Os autores da proposta pensaram em tudo. Para os eventuais nostálgicos
daquela pobreza tão lírica e selvagem do passado, seriam organizados
safáris (em princípio só de turismo, não de caça) para as regiões fora
da área restrita, em carros blindados com o máximo de segurança. Mas
isso já é se antecipar demais.
Como sempre, há os pessimistas, para quem esse projeto teria o
inconveniente de fomentar o ódio e o desejo de insurreição entre os
pobres, do lado de fora.
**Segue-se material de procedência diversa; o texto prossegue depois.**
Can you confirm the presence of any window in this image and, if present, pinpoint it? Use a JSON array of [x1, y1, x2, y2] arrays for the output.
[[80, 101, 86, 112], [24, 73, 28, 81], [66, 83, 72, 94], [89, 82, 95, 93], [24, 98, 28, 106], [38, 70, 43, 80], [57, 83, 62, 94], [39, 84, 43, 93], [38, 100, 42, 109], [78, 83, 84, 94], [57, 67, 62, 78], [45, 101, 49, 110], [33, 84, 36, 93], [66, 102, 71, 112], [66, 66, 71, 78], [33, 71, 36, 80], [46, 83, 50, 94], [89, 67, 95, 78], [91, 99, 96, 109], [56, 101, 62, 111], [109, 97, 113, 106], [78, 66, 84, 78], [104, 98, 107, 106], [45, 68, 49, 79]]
Mas os autores da proposta pensaram nisso
também. O problema seria atacado em várias frentes. Além das inúmeras
seitas pacificadoras, que seriam difundidas pela TV, haveria postos de
observação em locais estratégicos, prontos a informar de imediato as
autoridades sobre qualquer princípio de distúrbio. Claro que, no caso de
tudo falhar, o projeto prevê, num adendo, a possibilidade da solução
final. Mas só como último recurso, e mediante aprovação do Congresso e
sanção do Executivo. Ou seja, dentro das mais estritas regras
democráticas.
José Geraldo Couto
É jornalista, colunista da "Folha de S. Paulo" e organizador do livro "Quatro Autores em Busca do Brasil" (Rocco).